Kemalpaşazade bu büyük sultanın ölümü üzerine her biri 11 beyitlik 7 bentten oluşan;

Öldi Sultan Selîm hayf ü dirîğ
Hem kalem ağlasun anı hem tîg

(Vah yazık ki Sultan Selim öldü. Ona hem kalem hem de kılıç ağlasın.)

mütekerrir beyitli bir mersiye yazdı. Bu mersiye sultanın hâlini arz ettiği gibi Kemalpaşazade’nin sultana beslediği gönül sevgisini de yansıtıyordu. Mersiye şöyle başlıyordu:

Çözdü saç açdı baş tûğ u alem
Bükdi bel dökdi yaş tîğ u kalem

(Üzüntüden sancak başını açtı, tuğ saçlarını çözdü dağıttı. Kılıç belini büktü. Kalem de göz yaşları döktü.)

Şair kendisi başta olmak üzere insanlığın ve yerde-gökte birçok cismin bu ölüm üzerine üzülüp yasa girdiğini klâsik Türk şiirinin üslûbu içerisinde anlatmaktadır. Onu vasfederken kısa zamanda çok iş yaptığını, gölgesinin kısa zamanda âlemi kaplayıp himayesi altına aldığını söylüyordu:

Az müddetde çok iş itmişdi
Sâyesi olmış idi âlem-gîr

Gerçekten de o, dokuz seneyi doldurmayan saltanat müddetinde çok işler yapmış, birkaç ülkeyi himayesine almayı başarmıştı.

Bir başka beytinde ise onu «Şems-i Asr» olarak niteler. Asr, hem yüz senelik bir devir, hem de ikindi vakti anlamındadır. Son asrın güneşi anlamında düşünülebileceği gibi ikindi güneşi anlamında da yorumlayabiliriz. Şairin, sultan Selim’i ikindi güneşine benzetmesi çok isabetli ve güzel bir buluştur. Sultan Selim’i bundan daha güzel tanımlayan bir ifade herhâlde olamazdı. Zira o sultan, güneş gibi hâkim, cömert ve ülkesini aydınlatıp ısıtmaktaydı. Ancak bu güneş, süresi kısa fakat gölgesi uzun olan ikindi güneşi idi.

Şems-i asr idi asrda şemsin
Zıllı memdûd olur zamânı kasîr

Maalesef Sultan Selim de 8 yıl 8 ay gibi kısa bir süre saltanat sürmüş ancak bu kısa sürede büyük işler başarmıştı.

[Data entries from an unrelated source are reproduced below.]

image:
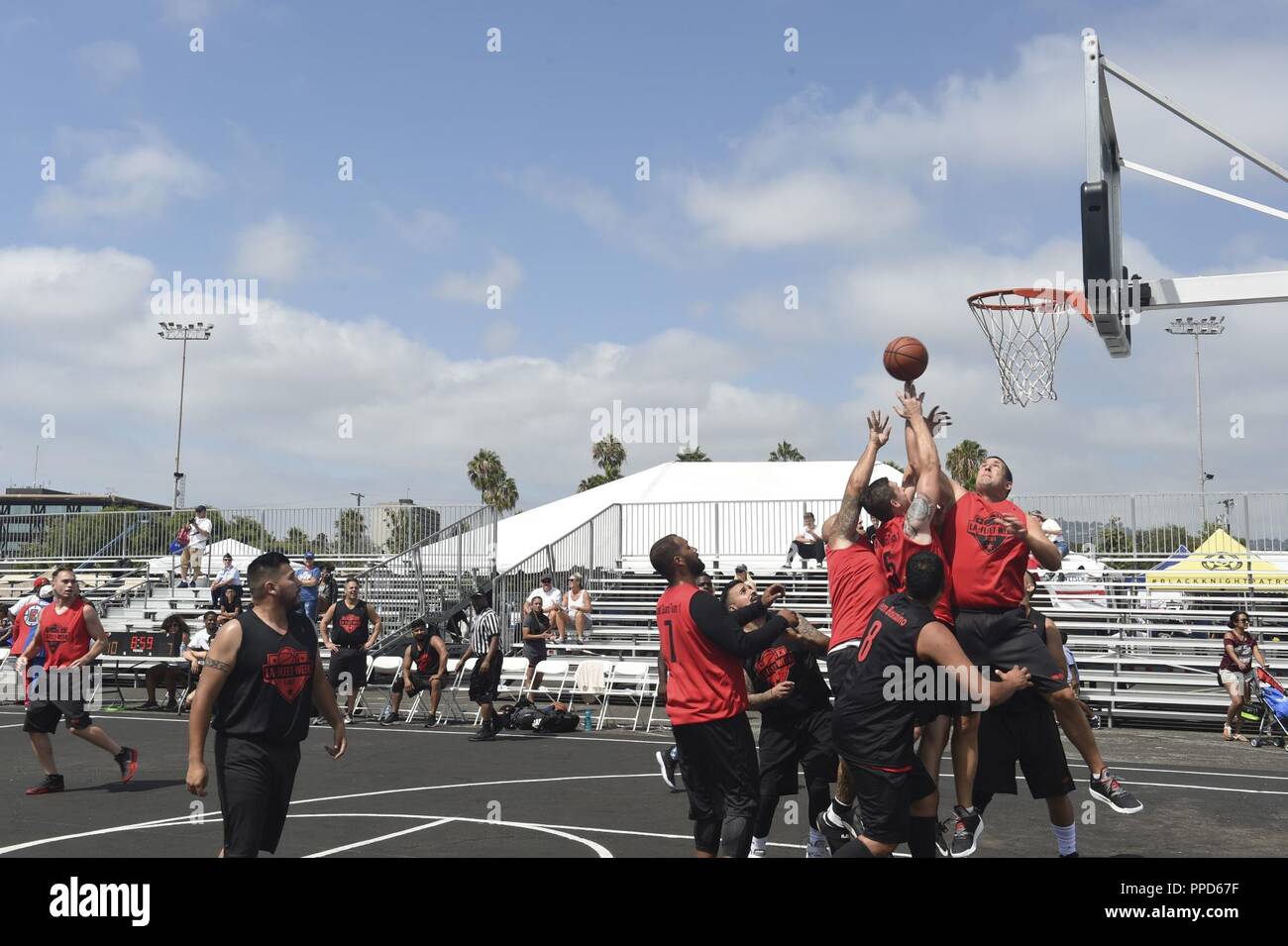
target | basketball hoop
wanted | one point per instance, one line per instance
(1025, 328)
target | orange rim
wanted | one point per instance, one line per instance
(1073, 299)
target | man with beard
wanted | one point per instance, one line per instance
(706, 697)
(261, 675)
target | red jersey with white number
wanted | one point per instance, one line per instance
(855, 583)
(64, 635)
(703, 683)
(986, 559)
(894, 549)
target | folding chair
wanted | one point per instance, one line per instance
(629, 680)
(550, 671)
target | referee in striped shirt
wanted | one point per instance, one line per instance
(485, 675)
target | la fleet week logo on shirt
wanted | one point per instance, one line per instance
(774, 665)
(288, 670)
(988, 530)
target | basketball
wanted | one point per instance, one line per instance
(906, 358)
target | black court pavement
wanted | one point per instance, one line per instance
(410, 791)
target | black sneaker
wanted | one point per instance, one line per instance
(52, 784)
(837, 833)
(1108, 790)
(129, 762)
(941, 845)
(668, 765)
(966, 832)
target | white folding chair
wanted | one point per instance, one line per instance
(550, 672)
(630, 681)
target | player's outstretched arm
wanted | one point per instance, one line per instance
(848, 516)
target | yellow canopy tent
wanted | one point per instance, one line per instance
(1222, 562)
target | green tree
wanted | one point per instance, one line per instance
(964, 460)
(694, 455)
(786, 454)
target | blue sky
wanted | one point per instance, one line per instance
(518, 168)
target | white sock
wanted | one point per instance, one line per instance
(1065, 838)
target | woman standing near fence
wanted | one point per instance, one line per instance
(1236, 674)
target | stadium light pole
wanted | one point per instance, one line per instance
(184, 332)
(1211, 325)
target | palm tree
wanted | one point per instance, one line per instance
(964, 460)
(487, 473)
(785, 452)
(609, 456)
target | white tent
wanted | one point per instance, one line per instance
(520, 536)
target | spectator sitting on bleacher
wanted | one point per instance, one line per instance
(424, 666)
(228, 578)
(198, 645)
(552, 602)
(198, 537)
(175, 630)
(536, 632)
(230, 606)
(807, 545)
(579, 606)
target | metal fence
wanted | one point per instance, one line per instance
(110, 536)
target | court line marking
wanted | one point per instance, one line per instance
(443, 731)
(376, 841)
(179, 819)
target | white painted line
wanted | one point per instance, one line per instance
(382, 837)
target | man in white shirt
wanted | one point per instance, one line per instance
(198, 537)
(552, 604)
(228, 578)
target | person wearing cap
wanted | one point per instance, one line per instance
(26, 615)
(309, 578)
(198, 537)
(228, 578)
(552, 605)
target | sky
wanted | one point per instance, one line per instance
(502, 145)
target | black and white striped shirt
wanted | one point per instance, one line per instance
(483, 628)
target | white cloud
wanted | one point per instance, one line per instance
(273, 249)
(108, 60)
(127, 180)
(425, 229)
(472, 288)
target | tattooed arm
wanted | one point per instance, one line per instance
(219, 665)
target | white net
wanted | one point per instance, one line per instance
(1025, 328)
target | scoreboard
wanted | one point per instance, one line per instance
(140, 644)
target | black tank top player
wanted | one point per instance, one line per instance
(874, 713)
(349, 624)
(268, 693)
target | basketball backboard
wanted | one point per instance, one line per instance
(1116, 297)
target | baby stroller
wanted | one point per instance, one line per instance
(1267, 705)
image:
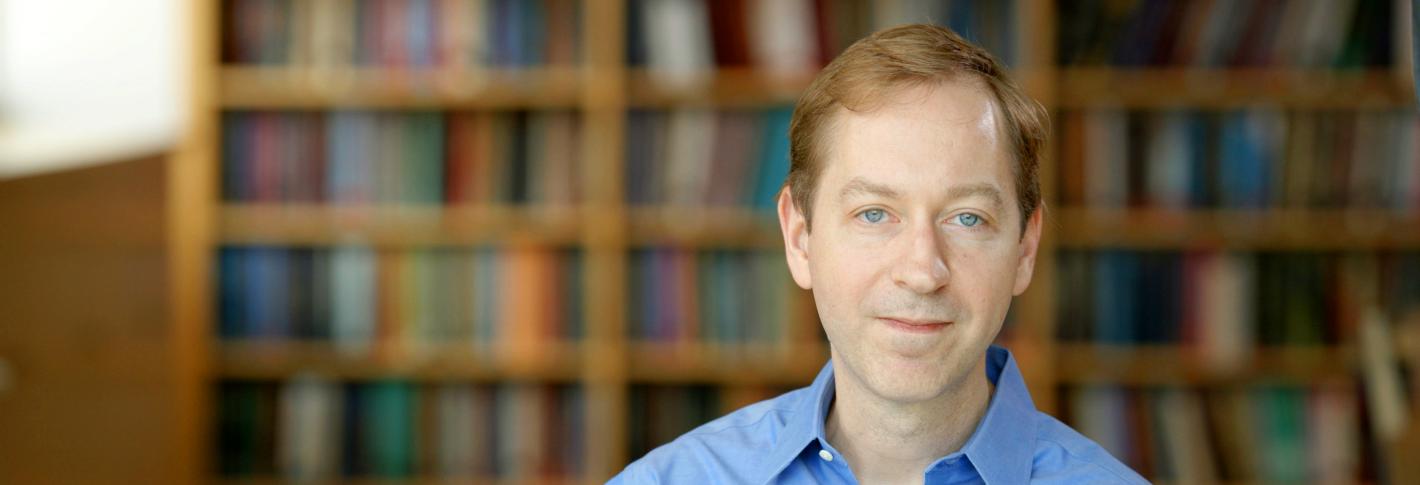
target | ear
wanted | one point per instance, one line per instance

Kemalpaşazade’nin Sultan Selim nazarındaki itibarı sultanın ölümüne kadar devam etmiştir. Sultan Selim’in son seferi olan Edirne yolculuğunda da ona refakat ettiğini ve onun Edirne vasfında söylediği;

İki gözüm Merîc ü Tunca gibi her yana akma
Kolını boynuma ar da yeter salındın illerde

şeklindeki beyte hemen oracıkta;

Geldi yâduma fezâ-yı dil-küşâ-yı Edrene
Virdi ayşuma keder zikr-i safâ-yı Edrene

beytiyle başlayan bir gazel ile cevap verdiği bilin-mektedir.1

Bu ve benzeri hâdiseler onun ne kadar zeki, hazırcevap, hâfızası güçlü, münazarayı seven, hoşsohbet ve nüktedan biri olduğunu göstermektedir. Birkaç örnek verelim:

HAPİS YATMA YEĞDİR

Kemalpaşazade’nin bilgisi her tarafa yayılmıştı. Dönemin ulemâ ve fuzelâsı her fırsatta onu dinlemeye geliyor, dönemin her türlü ilmî konularını onun ağzından dinleyip istifade ediyorlardı. Yine böyle bir sohbet esnasında mecliste bulunanlardan birisi:

“Molla Refîkî diye birisi var ki ilim ehli olmadığı hâlde devamlı kitap satın alır ve onları evine hapseder.” dedi.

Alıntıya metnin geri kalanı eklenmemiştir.